Design and build, but first, collaborate

The Weitzman School’s spring design-build studio was a collaboration between students, community leaders, and residents to develop a key site as a visible distillation of the New Freedom District in West Philadelphia.

The Stuart Weitzman School of Design’s first design-build studio this spring was the culmination of an effort coordinated by PennPraxis and supported by the departments to foster collaboration with West Philly community members.

The spring 2023 studio, led by alums David Seiter and Aaron Booher, who head the New York City landscape design firm Future Green Studio, was offered as part of the Weitzman School’s Studio+ initiative.

The studio built on the work of last year’s Studio+, in which graduate students from Weitzman and local public school students worked together to design and build “The Porch,” a stage and garden for West Philadelphia High School, over 15 months. The Spring 2023 studio also built on a course led last spring by Weitzman’s director of Justice & Belonging, Matt Kenyatta, which focused on building the identity of a Black cultural district in a part of West Philly that straddles Lancaster Avenue.

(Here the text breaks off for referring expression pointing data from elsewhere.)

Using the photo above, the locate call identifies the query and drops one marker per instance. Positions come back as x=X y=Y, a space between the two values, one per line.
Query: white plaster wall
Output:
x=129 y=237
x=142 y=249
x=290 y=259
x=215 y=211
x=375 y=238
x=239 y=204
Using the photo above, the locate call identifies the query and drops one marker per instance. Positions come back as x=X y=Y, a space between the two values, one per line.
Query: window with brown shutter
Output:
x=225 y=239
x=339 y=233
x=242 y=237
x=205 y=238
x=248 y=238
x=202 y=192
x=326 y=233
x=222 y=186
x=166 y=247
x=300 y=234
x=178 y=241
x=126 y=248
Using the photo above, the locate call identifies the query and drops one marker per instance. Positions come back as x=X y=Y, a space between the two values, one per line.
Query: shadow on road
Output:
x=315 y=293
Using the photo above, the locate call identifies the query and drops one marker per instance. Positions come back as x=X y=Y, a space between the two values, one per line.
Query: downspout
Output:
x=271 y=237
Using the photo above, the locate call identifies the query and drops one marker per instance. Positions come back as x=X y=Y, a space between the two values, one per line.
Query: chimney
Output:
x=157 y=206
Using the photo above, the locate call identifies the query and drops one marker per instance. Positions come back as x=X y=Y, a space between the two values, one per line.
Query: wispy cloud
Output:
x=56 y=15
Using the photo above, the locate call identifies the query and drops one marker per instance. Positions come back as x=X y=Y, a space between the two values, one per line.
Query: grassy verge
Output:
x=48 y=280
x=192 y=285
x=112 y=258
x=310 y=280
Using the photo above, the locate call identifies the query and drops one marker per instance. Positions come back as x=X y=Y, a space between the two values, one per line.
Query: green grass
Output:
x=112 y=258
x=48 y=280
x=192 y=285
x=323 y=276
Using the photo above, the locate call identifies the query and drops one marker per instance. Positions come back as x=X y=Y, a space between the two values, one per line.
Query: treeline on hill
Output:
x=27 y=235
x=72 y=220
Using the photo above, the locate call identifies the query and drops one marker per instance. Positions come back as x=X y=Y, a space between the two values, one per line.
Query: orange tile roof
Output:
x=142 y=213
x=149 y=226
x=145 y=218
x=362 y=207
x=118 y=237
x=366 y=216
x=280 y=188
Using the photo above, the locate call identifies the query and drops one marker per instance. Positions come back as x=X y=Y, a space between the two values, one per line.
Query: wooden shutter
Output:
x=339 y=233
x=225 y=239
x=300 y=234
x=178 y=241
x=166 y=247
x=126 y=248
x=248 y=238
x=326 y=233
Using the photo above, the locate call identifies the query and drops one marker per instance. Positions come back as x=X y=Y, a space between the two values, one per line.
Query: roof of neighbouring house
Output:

But it came with an aggressive timeline for a design-build studio, with site selection, community engagement, design, and construction all taking place in the course of a single semester.

Muhamed Kenyatta speaking into a microphone while three people look on.
Abdul-Rahim Muhammad (at left) with Weitzman Director of Justice & Belonging Matt Kenyatta and Ellen Neises, the Lori Kanter Tritsch Executive Director of PennPraxis, at the May 4 opening.

The spring studio, which Booher and Seiter led with Future Green staff designers Anni Pan and Farasha Zaman, was an exercise in “engaging with a local community, gathering stories and making spaces,” according to the syllabus. Students worked with community leaders and residents to develop a key site as a visible distillation (or embodiment) of the New Freedom District, an initiative focused on illuminating the Civil Rights heritage of the Lancaster Avenue corridor.

Lex Garden sits on an odd lot on Lex Street in West Philadelphia, next to Redemption Body Wellness Center. The ownership of the lot was complicated, says Chanju Yang, a dual-degree student in architecture and landscape architecture. Part of it was owned by the city, and part of it was owned by a homeowner in the rear of the property, part by a developer, and part by the gym owner. It took time to get all the right permissions in place to build the garden there, and the students were careful only to build structural elements on the parts of the lot where private owners had agreed to allow it. Yang says she was drawn to the studio because of the design-build aspect, but the most important charge was helping community members execute their own vision.

“It was about giving a place for the community that they can be proud of and that they can cherish. This is a place that has a long history,” Yang says.

Yang worked on the landscape design and grading. Others selected plants, designed furniture, built the pergola, and worked through budget constraints. Students helped coordinate two community engagement sessions with West Philly residents in February and March. Funding for materials came from PennPraxis and the Weitzman School. Audrey Genest, a landscape architecture student who graduated this spring, worked on the benches, with the aim of making something “buildable, affordable within our means, durable, sleek.”

The spirit of Studio+ has been strongly executed in its first two years, says Ellen Neises, professor of practice in landscape architecture and Lori Kanter Tritsch Executive Director of PennPraxis. The projects at West Philly High and the Lex Street Garden have united the Weitzman School’s various departments and nurtured relationships between the school and its surrounding neighborhoods. The single-semester design-build studio was an experiment that succeeded, Neises says. The next design-build Studio+ will run in Fall 2023, with the transformation of Sayre High School, which was awarded $100,000 from the University’s Projects for Progress fund.

“It’s a huge asset to the curriculum as a whole, because for many of our students, the process of converting drawings into built structures is really abstract,” Neises says. “It’s hard to be a good designer and think about specification of materials or strategies for working on a budget or designing for durability until you do it yourself. The students who built this garden seemed to have reached a deeper level of satisfaction by creating a place of lasting value in West Philadelphia. They made a lot of people happy with design (and shovels), and there was a lot of love and respect flowing their way.”